In the Les Sylphides pas de deux Janae Kerr, 16, captured the poetic perfume of Mikhail Fokine’s choreography, seen in floaty balances and a melting backbend over her partner Smith’s shoulder.

The glamour quotient was sky-high in the grand pas deux from The Nutcracker in Ben Stevenson’s version, danced by Queensland Ballet and here performed by QB’s Mia Heathcote and Joel Woellner. I’ve seen Stevenson’s production several times in Brisbane but hadn’t registered just how sensual the woman’s choreography is. Heathcote looked divine, luxuriously swaying her spine and curving her neck this way without losing a sense of classical style. Woellner is a strong, fine dancer who at this matinee wasn’t entirely on form. As always he partnered well.

SCYB artistic director Lucinda Dunn suggested in her program note that Together Live 2017 might be only the beginning of the partnership with the SYO. Certainly the name hints at future collaborations and they’d be most welcome.

SYCB is associated with Tanya Pearson Classical Coaching Academy and the acadamy’s general manager, Nicole Sharp, says she and Dunn had long discussed wanting SYCB to perform with an orchestra. Money, as always, was the issue.

The situation changed when a student’s grandfather dropped by Sharp’s office to have a chat. It was Brian Buggy, who has conducted the SYO Philharmonic since 2007. After much discussion with Buggy and SYO chief executive Yarmila Alfonzetti about music and repertoire, the deal was done.

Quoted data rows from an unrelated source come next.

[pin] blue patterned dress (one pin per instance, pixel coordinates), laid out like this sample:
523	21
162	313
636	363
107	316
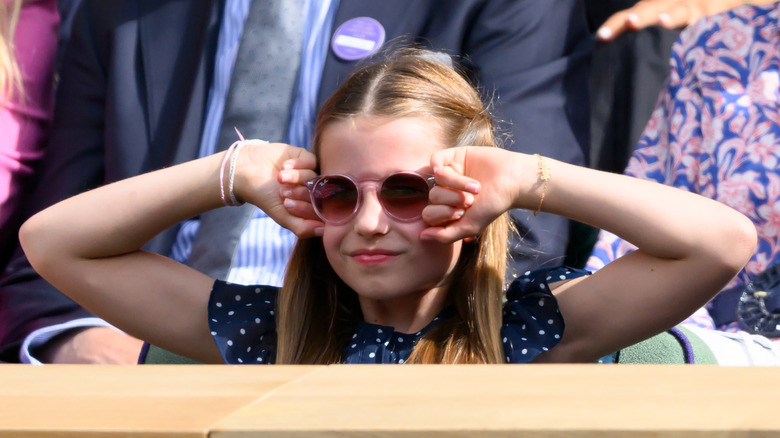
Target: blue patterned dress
243	323
716	130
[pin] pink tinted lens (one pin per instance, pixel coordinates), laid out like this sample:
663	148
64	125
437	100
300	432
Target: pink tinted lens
405	195
335	198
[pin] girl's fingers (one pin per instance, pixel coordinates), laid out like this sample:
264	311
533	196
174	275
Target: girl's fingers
295	176
446	196
446	176
297	192
436	215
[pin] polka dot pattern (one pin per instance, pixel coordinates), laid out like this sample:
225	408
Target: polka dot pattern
243	334
247	334
532	322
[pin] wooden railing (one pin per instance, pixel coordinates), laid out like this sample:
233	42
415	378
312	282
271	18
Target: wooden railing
390	400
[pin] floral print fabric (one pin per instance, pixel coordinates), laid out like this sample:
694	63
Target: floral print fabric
716	129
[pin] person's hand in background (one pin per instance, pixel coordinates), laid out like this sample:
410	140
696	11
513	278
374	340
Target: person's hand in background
93	345
667	13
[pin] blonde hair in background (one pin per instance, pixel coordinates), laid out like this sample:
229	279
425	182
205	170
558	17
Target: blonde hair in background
10	76
317	311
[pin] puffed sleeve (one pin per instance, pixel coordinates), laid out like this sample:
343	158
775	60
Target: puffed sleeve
532	321
242	322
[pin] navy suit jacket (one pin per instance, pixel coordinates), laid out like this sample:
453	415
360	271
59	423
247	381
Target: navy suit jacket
136	75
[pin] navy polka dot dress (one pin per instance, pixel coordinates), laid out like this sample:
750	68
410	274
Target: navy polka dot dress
243	324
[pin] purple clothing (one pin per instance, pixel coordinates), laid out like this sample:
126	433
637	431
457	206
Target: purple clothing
24	120
716	129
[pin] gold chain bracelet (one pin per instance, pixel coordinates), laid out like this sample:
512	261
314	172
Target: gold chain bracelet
544	175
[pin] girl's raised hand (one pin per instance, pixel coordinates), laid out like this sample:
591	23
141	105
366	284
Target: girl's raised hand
272	176
474	185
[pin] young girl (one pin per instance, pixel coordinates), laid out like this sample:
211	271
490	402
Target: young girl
400	213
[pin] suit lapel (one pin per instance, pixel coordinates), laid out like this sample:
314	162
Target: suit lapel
172	36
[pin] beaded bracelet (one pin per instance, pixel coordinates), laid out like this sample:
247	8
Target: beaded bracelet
231	155
544	175
232	173
225	160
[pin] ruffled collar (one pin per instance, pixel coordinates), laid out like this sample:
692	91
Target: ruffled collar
373	343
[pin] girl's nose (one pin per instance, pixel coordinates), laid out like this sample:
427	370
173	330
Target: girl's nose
370	218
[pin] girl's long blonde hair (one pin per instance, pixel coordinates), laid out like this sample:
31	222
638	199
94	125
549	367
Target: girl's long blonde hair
10	76
317	311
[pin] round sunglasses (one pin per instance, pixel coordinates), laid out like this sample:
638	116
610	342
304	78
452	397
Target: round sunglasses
337	197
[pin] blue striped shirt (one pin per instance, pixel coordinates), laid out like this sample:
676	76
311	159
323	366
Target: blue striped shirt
264	248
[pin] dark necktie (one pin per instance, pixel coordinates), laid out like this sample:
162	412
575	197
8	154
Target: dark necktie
258	104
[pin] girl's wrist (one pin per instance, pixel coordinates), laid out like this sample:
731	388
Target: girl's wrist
530	189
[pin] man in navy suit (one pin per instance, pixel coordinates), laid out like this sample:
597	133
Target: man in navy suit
133	94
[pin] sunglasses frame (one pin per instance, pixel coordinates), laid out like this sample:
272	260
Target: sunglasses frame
428	178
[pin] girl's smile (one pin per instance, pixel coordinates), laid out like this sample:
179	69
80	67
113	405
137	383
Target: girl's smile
380	258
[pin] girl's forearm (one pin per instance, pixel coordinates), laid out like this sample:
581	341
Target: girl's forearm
663	221
121	217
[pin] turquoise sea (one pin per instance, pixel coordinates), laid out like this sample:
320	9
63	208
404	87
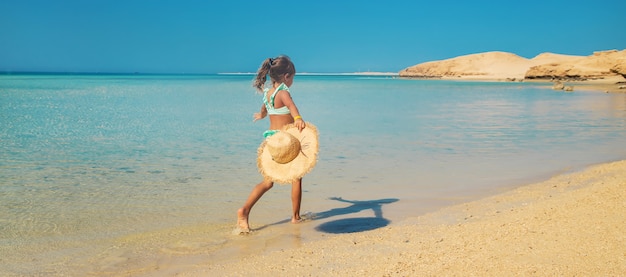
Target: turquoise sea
129	174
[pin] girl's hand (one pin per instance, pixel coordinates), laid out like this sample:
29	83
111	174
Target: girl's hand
300	124
258	116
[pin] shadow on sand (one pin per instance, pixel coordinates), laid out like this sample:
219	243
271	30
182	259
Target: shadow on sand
357	224
350	225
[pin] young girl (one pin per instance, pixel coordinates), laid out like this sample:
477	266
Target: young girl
282	111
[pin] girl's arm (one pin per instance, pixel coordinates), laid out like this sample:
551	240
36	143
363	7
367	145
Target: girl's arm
285	97
262	114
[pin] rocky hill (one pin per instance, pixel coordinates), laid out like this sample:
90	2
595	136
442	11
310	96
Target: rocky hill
507	66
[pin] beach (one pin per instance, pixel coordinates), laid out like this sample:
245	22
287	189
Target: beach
142	176
569	225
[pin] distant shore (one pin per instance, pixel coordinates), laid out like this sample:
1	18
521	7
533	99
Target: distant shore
603	70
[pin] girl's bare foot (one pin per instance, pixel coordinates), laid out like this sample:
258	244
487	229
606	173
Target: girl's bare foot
296	219
242	221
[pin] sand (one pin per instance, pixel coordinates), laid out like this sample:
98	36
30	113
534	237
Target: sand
570	225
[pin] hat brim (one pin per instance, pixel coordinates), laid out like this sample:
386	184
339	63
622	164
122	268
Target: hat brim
298	167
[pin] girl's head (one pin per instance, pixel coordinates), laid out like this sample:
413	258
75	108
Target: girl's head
280	69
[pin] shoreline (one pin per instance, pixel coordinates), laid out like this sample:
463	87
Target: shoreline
615	85
567	225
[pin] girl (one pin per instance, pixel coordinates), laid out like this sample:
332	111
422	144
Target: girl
282	110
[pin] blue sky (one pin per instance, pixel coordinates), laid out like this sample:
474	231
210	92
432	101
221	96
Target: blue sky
320	36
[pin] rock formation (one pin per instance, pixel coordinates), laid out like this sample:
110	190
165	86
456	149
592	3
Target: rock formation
508	66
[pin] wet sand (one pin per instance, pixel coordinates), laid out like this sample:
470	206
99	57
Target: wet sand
571	224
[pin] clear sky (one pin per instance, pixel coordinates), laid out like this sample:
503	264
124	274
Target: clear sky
183	36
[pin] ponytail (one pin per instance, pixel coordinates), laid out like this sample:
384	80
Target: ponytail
261	75
276	68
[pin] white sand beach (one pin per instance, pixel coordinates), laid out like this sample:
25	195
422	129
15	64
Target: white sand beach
569	225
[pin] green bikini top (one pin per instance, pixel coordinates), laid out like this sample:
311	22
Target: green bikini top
269	105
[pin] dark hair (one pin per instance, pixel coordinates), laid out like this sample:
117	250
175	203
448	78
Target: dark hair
276	68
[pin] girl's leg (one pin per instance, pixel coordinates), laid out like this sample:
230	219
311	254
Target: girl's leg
296	199
255	195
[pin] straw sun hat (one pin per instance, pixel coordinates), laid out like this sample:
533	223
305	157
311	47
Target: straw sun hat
289	154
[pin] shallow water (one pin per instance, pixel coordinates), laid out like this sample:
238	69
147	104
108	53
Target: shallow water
100	173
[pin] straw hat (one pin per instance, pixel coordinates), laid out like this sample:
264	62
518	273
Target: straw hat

The SYO Philharmonic – a full symphony orchestra with members ranging in age from 12 to 24 – gave a fearless reading of the Prelude of Act II of Wagner’s Lohengrin, which gives the whole orchestra a bracing workout in about three speedy minutes. The brass and winds were particularly effective – the brass terrific in the Sculthorpe too – but there were strong contributions from all sections.